A bench in a park by the Oder river on a sunny afternoon. A lovely backdrop for my conversation with Ilona Wiśniewska about surviving the winter longing for the sun. I want to learn all the tricks this reporter and photographer is hiding up her sleeve. After all, she wrote so beautifully about her experiences with polar nights in her debut book, Białe [White]. Jan Pelczar: What can one do to prepare for the lack of sun?
Ilona Wiśniewska: In Spitsbergen, there is no sun for four months a year, so the most important thing is to enter the darkness gradually. Attitude is equally important. The point is not to view darkness as something unambiguously negative. Once you live there, you realize there is actually a lot of light to be found in a sunless landscape.
And where does it come from?
It comes primarily from the snow that reflects the moonlight, the northern lights, the shades of indigo in the sky, the stars. When it’s really freezing, the sky turns red. In the north, the moon hangs lower in the sky, and it’s visibly larger, casting sharp dark shadows on the ground.
Does one perceive the moon differently in those sunless months?
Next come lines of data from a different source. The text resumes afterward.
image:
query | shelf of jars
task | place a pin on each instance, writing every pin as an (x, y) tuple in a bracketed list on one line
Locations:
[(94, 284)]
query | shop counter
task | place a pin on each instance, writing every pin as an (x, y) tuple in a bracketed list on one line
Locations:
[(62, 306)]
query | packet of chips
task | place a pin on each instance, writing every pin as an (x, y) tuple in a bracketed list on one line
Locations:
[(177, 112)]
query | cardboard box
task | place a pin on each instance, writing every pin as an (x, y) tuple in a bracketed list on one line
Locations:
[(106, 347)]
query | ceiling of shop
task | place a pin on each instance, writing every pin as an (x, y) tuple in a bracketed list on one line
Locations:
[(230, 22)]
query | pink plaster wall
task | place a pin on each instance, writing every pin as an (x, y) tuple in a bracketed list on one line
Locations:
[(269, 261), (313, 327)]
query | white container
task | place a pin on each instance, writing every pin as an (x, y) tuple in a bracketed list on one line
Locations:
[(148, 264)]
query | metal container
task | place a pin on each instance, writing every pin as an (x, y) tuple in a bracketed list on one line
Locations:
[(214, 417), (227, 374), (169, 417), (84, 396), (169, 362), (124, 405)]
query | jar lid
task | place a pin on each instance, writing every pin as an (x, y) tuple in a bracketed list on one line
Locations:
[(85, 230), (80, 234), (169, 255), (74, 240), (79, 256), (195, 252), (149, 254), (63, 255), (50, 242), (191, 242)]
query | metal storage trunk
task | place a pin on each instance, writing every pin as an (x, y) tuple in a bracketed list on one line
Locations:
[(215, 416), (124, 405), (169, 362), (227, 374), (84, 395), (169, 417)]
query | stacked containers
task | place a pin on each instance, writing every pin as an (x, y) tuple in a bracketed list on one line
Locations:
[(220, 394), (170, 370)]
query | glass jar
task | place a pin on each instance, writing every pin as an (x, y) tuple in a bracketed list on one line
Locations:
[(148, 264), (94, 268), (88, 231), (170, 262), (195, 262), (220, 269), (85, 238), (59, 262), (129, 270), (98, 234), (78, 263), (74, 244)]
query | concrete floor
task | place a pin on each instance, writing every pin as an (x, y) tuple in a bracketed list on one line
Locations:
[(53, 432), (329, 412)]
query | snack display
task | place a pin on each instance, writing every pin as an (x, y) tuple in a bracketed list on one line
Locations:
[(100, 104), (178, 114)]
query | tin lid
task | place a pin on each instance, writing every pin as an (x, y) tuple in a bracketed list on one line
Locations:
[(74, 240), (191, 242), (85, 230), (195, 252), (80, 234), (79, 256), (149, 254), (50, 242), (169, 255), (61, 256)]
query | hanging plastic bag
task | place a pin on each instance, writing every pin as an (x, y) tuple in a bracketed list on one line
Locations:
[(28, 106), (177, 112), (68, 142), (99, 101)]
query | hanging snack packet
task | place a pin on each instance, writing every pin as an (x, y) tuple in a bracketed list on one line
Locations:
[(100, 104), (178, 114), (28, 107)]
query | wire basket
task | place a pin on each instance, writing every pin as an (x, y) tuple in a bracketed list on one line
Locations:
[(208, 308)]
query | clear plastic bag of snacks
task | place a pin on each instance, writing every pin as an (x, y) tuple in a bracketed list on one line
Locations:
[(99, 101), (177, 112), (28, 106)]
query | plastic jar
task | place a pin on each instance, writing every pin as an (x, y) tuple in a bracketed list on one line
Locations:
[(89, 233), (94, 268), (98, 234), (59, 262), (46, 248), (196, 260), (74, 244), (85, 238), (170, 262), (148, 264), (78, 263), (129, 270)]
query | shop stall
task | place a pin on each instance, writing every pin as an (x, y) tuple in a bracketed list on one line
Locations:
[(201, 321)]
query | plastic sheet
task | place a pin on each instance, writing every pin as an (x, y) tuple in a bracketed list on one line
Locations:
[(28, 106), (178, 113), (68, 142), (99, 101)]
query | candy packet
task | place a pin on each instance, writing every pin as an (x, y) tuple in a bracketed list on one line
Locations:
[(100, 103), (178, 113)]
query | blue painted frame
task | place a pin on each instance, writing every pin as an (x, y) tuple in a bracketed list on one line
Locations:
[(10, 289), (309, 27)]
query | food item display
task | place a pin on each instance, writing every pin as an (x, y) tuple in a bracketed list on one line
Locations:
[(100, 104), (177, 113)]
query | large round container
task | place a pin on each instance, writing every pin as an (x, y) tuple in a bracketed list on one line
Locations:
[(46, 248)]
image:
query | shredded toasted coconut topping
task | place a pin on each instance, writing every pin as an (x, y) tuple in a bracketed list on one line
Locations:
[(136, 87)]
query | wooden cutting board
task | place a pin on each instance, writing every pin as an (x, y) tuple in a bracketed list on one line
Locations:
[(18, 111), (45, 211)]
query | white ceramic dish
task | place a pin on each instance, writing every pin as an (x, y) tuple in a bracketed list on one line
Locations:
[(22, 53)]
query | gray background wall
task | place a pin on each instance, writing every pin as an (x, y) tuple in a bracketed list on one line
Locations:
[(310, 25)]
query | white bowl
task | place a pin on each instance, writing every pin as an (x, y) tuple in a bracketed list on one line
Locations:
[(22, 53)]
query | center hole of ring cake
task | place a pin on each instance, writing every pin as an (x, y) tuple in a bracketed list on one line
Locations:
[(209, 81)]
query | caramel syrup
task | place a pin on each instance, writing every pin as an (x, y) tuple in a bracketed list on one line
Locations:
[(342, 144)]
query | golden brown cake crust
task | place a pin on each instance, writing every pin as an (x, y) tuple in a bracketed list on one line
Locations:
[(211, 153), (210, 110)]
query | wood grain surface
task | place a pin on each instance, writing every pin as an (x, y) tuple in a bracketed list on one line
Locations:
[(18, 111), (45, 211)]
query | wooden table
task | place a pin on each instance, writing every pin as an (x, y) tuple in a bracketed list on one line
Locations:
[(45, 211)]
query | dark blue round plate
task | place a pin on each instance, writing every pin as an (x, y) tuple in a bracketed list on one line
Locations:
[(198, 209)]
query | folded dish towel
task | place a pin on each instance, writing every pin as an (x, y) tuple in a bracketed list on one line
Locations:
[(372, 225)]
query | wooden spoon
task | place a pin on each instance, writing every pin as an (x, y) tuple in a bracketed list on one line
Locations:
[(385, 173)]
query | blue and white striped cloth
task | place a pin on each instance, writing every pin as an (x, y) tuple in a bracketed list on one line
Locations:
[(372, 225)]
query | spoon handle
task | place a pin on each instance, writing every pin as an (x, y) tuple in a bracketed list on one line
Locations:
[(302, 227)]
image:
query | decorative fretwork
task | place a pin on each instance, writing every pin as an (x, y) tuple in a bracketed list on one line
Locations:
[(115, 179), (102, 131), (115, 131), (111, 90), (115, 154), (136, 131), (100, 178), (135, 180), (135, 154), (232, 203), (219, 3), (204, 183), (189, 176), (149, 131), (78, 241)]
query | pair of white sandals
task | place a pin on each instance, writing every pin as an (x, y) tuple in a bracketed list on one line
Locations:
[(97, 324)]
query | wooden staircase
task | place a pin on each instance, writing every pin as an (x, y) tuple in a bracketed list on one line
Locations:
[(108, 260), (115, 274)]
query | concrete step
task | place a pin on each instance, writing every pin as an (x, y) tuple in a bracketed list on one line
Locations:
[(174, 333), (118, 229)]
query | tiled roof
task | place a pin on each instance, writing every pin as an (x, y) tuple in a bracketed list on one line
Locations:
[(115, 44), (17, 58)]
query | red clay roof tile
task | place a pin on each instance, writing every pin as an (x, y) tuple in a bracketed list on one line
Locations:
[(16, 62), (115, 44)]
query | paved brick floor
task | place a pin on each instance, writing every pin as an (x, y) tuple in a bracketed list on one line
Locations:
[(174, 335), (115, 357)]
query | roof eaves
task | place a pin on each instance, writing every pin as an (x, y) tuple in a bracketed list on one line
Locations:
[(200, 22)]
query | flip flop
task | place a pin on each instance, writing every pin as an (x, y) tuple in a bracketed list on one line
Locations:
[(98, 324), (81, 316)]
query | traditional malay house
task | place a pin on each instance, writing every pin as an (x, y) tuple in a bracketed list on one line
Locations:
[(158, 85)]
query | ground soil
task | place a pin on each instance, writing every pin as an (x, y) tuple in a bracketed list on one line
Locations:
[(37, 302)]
In the north, especially in the places far from the city, the moon becomes the only source of natural light during the polar night. I could spend hours on end watching it travel across the sky. It’s hypnotizing. I think that almost everyone in the far north has a very special relationship with the moon. I talk to it sometimes. In Poland, the moon is disappearing, blotted out by other sources of light. It becomes really obvious during air travel.